Manifestations of toxicity are frequently mediated by regulatory macromolecules such as
enzymes, receptors, ion channels or DNA. These targets represent complex and flexible three-dimensional entities that attempt to optimize their interaction with a small molecule (e.g., a xenobiotic) by adapting their 3D conformation, a mechanism referred to as “induced fit”. Protein-bound solvent molecules are frequently involved in stabilizing small-molecule ligands or, upon release to the “bulk solvent” contribute favorably to the binding entropy. Accounting and quantifying selleck antibody these effects belongs to the most challenging tasks in the computational sciences. In this account, we present the more recent developments of the VirtualToxLab—most noticeably, the change
from multi-dimensional QSAR (mQSAR) to 4D Boltzmann scoring for computing binding affinities based on the three-dimensional structure of protein–ligand complexes. By avoiding the training of a model against a set of compounds with known effects (such as in QSARs) but using an “ab initio” approach instead, the bias of a prediction from any training set is removed as the changes in free energy of ligand binding, ΔG, are computed by direct comparison of a compound’s “behavior” in aqueous solution (mimicking the this website cytoplasm) with those at the target protein employing the same directional force field.
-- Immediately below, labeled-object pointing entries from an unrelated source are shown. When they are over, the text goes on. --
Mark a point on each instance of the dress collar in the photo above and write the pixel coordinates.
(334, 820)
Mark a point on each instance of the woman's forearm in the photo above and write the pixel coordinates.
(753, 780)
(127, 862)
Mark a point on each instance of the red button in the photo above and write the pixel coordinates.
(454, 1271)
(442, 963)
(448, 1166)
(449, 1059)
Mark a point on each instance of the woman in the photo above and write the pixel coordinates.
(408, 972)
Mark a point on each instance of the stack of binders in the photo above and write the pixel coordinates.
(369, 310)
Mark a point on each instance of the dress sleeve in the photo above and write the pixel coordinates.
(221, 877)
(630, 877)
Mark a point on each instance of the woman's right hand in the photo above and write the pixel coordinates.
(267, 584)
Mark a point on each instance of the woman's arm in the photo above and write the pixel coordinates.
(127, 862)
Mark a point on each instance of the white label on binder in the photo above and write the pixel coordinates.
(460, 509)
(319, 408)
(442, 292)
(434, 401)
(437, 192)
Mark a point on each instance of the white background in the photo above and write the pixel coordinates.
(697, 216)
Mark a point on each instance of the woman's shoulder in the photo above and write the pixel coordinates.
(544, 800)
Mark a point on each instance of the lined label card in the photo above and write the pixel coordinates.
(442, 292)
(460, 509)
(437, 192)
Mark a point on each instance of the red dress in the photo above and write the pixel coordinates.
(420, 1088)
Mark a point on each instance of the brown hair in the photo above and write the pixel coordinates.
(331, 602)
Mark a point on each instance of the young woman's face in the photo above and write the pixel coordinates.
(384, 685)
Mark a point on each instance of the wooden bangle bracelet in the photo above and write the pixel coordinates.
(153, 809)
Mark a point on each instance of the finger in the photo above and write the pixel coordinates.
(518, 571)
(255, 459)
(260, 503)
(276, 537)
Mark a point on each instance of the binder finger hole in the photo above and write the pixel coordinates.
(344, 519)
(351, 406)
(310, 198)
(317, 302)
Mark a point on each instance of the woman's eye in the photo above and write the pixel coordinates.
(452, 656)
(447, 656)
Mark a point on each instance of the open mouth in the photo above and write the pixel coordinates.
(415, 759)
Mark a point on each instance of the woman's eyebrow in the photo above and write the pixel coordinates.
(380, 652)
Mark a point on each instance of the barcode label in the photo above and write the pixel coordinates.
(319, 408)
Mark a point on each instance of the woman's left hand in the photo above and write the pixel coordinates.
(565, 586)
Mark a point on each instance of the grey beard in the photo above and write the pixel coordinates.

Moreover, the risk of extrapolation—occurring when attempting to predict properties of compounds not truly represented TNF-alpha inhibitor in a QSAR’s training set—is purged. The new protocol has been validated with a total of 1288 test compounds and employed to estimate the toxic potential of more than 2500 drugs, chemicals and natural products. All results are posted on http://www.virtualtoxlab.org. We explicitly invite all interested non-profit organizations to freely access/utilize the technology, and share their results with the scientific community
at http://www.biograf.ch/data/projects/OpenVirtualToxLab.php. The technology underlying the VirtualToxLab has recently been described in great detail ( Vedani et al., 2012). In this account, we therefore focus on the most recent extensions and the freely accessible platform—the OpenVirtualToxLab. The flow chart of the VirtualToxLab is shown in Fig. 1. The technology consists of two distinct modules: the user interface (light green) and the server backend (light blue) which communicate through an SSH protocol. The user interface features an embedded 3D viewer for inspecting both input (compounds to be uploaded) and output structures (resulting protein–ligand complexes) and a 3D model builder to readily generate the three-dimensional structure of any small molecule of interest. In a first step (blue borders) the compound’s behavior in aqueous solution is simulated.